2. the method of claim 1, comprising the steps of:

step 1: dissolving 2-formyl-8-benzyloxy quinoline (II) and 2,3, 3-trimethyl-1-propyl-3H-indole iodide (III) in absolute ethyl alcohol, dropwise adding piperidine into the solution, and carrying out reflux reaction for 12H at the temperature of 80 ℃ under the argon atmosphere; cooling to room temperature after the reaction is finished, filtering to remove filtrate to obtain dark red solid, and separating and purifying by silica gel column chromatography to obtain the indolyl 8-hydroxyquinoline derivative (IV);

step 2: dissolving indolyl 8-hydroxyquinoline derivative (IV) in dry dichloromethane, slowly dripping boron tribromide under the condition of ice bath under the protection of argon, stirring for 15min, removing the ice bath, slowly heating to room temperature, and stirring for reaction for 6 h; and after the reaction is finished, cooling the reaction solution in an ice bath, quenching the reaction solution by using water, extracting the reaction solution by using dichloromethane, washing combined organic phases by using saturated saline solution, drying and filtering the organic phases by using anhydrous sodium sulfate, removing the solvent, and separating and purifying the organic phases by using silica gel column chromatography to obtain the indolyl conjugated 8-hydroxyquinoline near-infrared fluorescent dye (I).

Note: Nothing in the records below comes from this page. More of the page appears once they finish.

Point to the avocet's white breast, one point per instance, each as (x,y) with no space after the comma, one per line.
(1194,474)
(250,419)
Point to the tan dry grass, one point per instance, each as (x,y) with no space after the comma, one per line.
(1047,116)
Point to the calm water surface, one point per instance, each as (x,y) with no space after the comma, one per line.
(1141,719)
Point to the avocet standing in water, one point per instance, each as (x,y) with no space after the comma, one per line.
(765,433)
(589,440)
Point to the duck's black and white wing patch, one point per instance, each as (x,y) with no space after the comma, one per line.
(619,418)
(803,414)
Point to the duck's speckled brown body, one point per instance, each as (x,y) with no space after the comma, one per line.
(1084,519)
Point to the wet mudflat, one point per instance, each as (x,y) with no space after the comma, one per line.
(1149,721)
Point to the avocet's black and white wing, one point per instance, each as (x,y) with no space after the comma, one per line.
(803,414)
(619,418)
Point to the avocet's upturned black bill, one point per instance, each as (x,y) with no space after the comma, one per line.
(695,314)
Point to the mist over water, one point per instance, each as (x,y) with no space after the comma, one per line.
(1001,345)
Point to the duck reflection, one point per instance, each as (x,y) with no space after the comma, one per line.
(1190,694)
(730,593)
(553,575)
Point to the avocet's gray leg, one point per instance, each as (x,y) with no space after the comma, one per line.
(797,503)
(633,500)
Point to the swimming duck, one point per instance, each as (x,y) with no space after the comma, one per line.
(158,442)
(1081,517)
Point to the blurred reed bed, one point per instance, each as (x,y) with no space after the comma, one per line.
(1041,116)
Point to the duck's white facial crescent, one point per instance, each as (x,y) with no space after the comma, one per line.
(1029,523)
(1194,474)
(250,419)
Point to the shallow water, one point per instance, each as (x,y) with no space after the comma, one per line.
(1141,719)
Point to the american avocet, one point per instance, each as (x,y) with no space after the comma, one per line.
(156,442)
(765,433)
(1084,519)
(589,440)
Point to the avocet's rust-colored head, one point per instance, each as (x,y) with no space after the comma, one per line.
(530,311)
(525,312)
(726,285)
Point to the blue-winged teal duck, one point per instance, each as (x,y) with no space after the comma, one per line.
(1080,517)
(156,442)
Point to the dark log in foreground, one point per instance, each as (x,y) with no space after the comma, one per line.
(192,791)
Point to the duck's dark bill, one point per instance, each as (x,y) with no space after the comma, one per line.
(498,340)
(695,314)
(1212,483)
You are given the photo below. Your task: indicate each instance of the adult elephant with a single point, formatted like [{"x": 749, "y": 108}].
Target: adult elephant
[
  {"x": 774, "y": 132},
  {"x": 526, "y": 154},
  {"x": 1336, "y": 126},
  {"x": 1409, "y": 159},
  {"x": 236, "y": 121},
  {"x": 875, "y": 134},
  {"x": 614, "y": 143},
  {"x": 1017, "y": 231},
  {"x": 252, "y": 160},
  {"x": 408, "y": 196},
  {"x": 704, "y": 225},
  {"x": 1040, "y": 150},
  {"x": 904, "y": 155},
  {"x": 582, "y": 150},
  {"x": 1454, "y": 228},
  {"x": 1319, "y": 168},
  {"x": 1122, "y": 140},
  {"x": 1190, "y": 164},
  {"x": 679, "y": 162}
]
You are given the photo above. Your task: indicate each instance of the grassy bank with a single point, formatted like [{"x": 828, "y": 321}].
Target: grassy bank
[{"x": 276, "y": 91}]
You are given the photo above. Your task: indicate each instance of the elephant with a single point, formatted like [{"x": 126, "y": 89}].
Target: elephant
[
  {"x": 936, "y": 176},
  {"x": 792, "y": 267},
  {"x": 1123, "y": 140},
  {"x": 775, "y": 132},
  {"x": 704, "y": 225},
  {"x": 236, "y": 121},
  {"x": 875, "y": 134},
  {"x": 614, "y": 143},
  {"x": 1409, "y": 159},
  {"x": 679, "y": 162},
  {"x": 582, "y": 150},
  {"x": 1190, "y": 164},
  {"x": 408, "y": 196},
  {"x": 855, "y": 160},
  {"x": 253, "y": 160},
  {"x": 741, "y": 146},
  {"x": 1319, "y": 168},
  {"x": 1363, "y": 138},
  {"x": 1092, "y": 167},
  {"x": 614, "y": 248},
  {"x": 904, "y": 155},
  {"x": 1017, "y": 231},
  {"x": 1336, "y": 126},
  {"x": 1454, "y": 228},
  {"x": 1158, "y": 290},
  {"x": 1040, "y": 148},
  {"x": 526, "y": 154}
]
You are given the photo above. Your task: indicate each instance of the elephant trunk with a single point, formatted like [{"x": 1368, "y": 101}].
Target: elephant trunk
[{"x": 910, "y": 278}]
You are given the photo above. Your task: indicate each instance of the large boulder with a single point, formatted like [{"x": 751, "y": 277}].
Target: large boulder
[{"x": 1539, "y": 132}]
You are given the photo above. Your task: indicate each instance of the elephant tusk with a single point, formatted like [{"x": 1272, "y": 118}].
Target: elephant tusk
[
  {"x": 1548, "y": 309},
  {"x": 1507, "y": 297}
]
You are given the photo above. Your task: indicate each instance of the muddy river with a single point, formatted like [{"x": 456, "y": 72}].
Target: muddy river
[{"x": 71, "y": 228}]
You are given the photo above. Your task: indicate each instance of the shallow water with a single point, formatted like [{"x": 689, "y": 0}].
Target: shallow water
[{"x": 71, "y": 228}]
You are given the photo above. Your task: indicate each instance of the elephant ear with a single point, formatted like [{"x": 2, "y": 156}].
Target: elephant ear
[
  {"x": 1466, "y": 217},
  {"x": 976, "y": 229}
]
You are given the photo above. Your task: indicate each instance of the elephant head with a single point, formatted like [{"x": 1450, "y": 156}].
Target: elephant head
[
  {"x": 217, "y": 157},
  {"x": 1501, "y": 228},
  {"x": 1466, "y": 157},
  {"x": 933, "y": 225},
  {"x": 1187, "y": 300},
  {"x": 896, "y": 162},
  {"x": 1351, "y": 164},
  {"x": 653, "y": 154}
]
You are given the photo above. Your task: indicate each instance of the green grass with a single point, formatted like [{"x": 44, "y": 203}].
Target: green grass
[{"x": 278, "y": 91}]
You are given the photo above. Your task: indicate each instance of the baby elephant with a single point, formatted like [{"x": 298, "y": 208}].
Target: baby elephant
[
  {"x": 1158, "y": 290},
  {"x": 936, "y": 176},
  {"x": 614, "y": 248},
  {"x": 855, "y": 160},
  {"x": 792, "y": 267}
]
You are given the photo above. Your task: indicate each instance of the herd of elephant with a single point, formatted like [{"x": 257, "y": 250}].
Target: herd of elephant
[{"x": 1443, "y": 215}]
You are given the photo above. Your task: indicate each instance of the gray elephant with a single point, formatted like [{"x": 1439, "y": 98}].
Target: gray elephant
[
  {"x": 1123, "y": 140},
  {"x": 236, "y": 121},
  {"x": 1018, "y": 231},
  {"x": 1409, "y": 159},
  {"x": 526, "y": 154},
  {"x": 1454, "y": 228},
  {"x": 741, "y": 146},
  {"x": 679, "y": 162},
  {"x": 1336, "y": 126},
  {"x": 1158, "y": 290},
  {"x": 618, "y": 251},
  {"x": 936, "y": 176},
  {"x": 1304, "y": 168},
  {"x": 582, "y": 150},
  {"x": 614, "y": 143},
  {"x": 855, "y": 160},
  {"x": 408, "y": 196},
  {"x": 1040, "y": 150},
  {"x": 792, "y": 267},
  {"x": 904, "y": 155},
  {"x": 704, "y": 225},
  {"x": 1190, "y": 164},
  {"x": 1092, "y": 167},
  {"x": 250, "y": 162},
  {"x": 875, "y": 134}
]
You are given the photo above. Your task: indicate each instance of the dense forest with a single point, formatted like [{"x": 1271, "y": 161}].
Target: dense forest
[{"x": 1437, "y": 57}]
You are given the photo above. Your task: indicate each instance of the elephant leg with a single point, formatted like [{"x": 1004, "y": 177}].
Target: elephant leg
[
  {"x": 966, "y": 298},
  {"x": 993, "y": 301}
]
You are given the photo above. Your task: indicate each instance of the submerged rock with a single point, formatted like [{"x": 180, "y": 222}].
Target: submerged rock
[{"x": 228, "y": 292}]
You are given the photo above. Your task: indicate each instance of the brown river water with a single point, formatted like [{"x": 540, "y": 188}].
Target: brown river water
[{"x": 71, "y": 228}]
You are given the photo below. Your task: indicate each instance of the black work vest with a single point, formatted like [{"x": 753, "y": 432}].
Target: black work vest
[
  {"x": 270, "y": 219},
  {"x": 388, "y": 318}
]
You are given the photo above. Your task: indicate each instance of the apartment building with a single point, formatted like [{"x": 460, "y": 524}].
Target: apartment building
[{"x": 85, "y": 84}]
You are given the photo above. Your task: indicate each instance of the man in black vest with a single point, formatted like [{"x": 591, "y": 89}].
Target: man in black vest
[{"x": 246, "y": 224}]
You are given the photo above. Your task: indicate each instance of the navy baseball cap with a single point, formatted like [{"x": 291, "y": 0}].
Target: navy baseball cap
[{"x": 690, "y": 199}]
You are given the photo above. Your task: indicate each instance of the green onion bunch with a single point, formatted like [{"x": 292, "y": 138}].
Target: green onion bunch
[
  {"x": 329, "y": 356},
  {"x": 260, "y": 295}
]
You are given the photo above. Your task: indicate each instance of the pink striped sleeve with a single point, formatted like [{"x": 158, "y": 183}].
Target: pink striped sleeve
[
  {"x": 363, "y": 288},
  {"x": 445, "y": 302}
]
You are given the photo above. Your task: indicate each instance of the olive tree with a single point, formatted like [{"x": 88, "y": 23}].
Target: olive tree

3. The process according to claim 2, wherein in the step 1, the ratio of the amounts of the 2-formyl-8-benzyloxyquinoline (II) and the 2,3, 3-trimethyl-1-propyl-3H-indole iodide (III) is 1:1, the dosage of the catalyst piperidine is 5-10% of the amount of the reactant raw material substances.

4. The production method according to claim 2, characterized in that in the step 2, the mass ratio of the indole 8-quinolinol derivative (IV) to the boron tribromide (V) is 1: 10.